This report is devoted to analysis of ToothGrowth dataset.
The response is the length of odontoblasts (cells responsible for tooth growth) in 60 guinea pigs. Each animal received one of three dose levels of vitamin C (0.5, 1, and 2 mg/day) by one of two delivery methods, (orange juice or ascorbic acid (a form of vitamin C and coded as VC).
Load necessary packages and create dataframe:
if (!require("datasets")){
install.packages("datasets")
library(datasets)
}
if (!require("ggplot2")){
install.packages("ggplot2")
library(ggplot2)
}
## Loading required package: ggplot2
data("ToothGrowth")
Let’s look on the data distribution for different delivery methods:
ggplot( ToothGrowth, aes(len, fill = supp))+
geom_density(alpha=0.3, position = "identity")+
xlab("Length")+
scale_fill_discrete(name="Supplement")+
theme_bw()
And for different doses:
ggplot( ToothGrowth, aes(len, fill = factor(dose)))+
geom_density(alpha=0.3, position = "identity")+
xlab("Length")+
scale_fill_discrete(name="Dose")+
theme_bw()
We can see that distributions are approximately normal. So we can use t-test to analyse these datasets.
ggplot( ToothGrowth, aes(factor(supp),len, fill = supp))+
geom_boxplot()+
ylab("Length")+
xlab("")+
scale_fill_discrete(name="Supplement")+
theme_bw()
It’s hard to say is there some significant difference or not. Execute t-test for difference between VC and juice:
t <- t.test(len~supp,data = ToothGrowth, paired = FALSE)$conf.int
Confidence interval for difference: -0.1710156, 7.5710156. So we cannot reject null-hypotheses (with confidence level = 0.95). There are not significant differences between different supplements.

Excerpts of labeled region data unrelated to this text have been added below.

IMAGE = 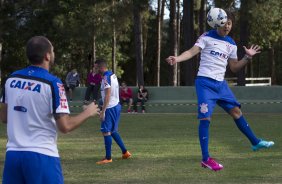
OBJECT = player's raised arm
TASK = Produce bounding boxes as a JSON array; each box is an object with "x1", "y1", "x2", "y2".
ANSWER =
[
  {"x1": 166, "y1": 45, "x2": 201, "y2": 65},
  {"x1": 228, "y1": 45, "x2": 261, "y2": 72},
  {"x1": 55, "y1": 102, "x2": 99, "y2": 133}
]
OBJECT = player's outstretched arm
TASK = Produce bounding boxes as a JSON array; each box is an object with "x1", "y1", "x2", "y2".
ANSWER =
[
  {"x1": 0, "y1": 103, "x2": 7, "y2": 123},
  {"x1": 228, "y1": 45, "x2": 261, "y2": 72},
  {"x1": 166, "y1": 45, "x2": 201, "y2": 65},
  {"x1": 55, "y1": 102, "x2": 99, "y2": 133}
]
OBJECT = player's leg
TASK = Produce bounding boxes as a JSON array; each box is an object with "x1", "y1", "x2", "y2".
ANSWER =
[
  {"x1": 96, "y1": 108, "x2": 113, "y2": 164},
  {"x1": 111, "y1": 104, "x2": 131, "y2": 159},
  {"x1": 218, "y1": 82, "x2": 274, "y2": 150},
  {"x1": 140, "y1": 99, "x2": 145, "y2": 113},
  {"x1": 2, "y1": 151, "x2": 25, "y2": 184},
  {"x1": 229, "y1": 107, "x2": 274, "y2": 151},
  {"x1": 21, "y1": 151, "x2": 64, "y2": 184},
  {"x1": 195, "y1": 77, "x2": 223, "y2": 171}
]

Let’s do the same analysis with different doses of supplement.
ggplot( ToothGrowth, aes(factor(dose),len, fill = factor(dose)))+
geom_boxplot()+
ylab("Length")+
xlab("")+
scale_fill_discrete(name="Doses")+
theme_bw()
There is more clear dependence: bigger dose - better results. Execute t-test for difference between 0.5 and 1 doses:
t <- t.test(len~dose,data = ToothGrowth[ToothGrowth$dose==0.5|
ToothGrowth$dose==1,],
paired = FALSE)$conf.int
Confidence interval for difference: -11.9837813, -6.2762187.
Between 1 and 2:
t <- t.test(len~dose,data = ToothGrowth[ToothGrowth$dose==2|
ToothGrowth$dose==1,],
paired = FALSE)$conf.int
Confidence interval for difference: -8.9964805, -3.7335195.
And at last between 0.5 and 2 (it’s obvious that there is significant differences, but we should proof it):
t <- t.test(len~dose,data = ToothGrowth[ToothGrowth$dose==2|
ToothGrowth$dose==0.5,],
paired = FALSE)$conf.int
Confidence interval for difference: -18.1561665, -12.8338335.
So in all cases there are significant differences and we ca reject null-hypotheses.
ggplot( ToothGrowth, aes(factor(supp),len, fill = factor(dose)))+
geom_boxplot()+
ylab("Length")+
xlab("Supplement")+
scale_fill_discrete(name="Doses")+
theme_bw()
For dose = 0.5:
t <- t.test(len~supp,data = ToothGrowth[ToothGrowth$dose==0.5,],
paired = FALSE)$conf.int
Confidence interval for difference: 1.7190573, 8.7809427.
For dose = 1:
t <- t.test(len~supp,data = ToothGrowth[ToothGrowth$dose==1,],
paired = FALSE)$conf.int
Confidence interval for difference: 2.8021482, 9.0578518.
For dose = 2:
t <- t.test(len~supp,data = ToothGrowth[ToothGrowth$dose==2,],
paired = FALSE)$conf.int
Confidence interval for difference: -3.7980705, 3.6380705.
We can conclude that there is not difference in case “dose=2”. But for another cases delivery method is important.
Dose size is the most important factor for length of odontoblasts. Best result is shown for 2.0 dose. Note that delivery method is not important for this case. But for another doses orange juice is more preffered.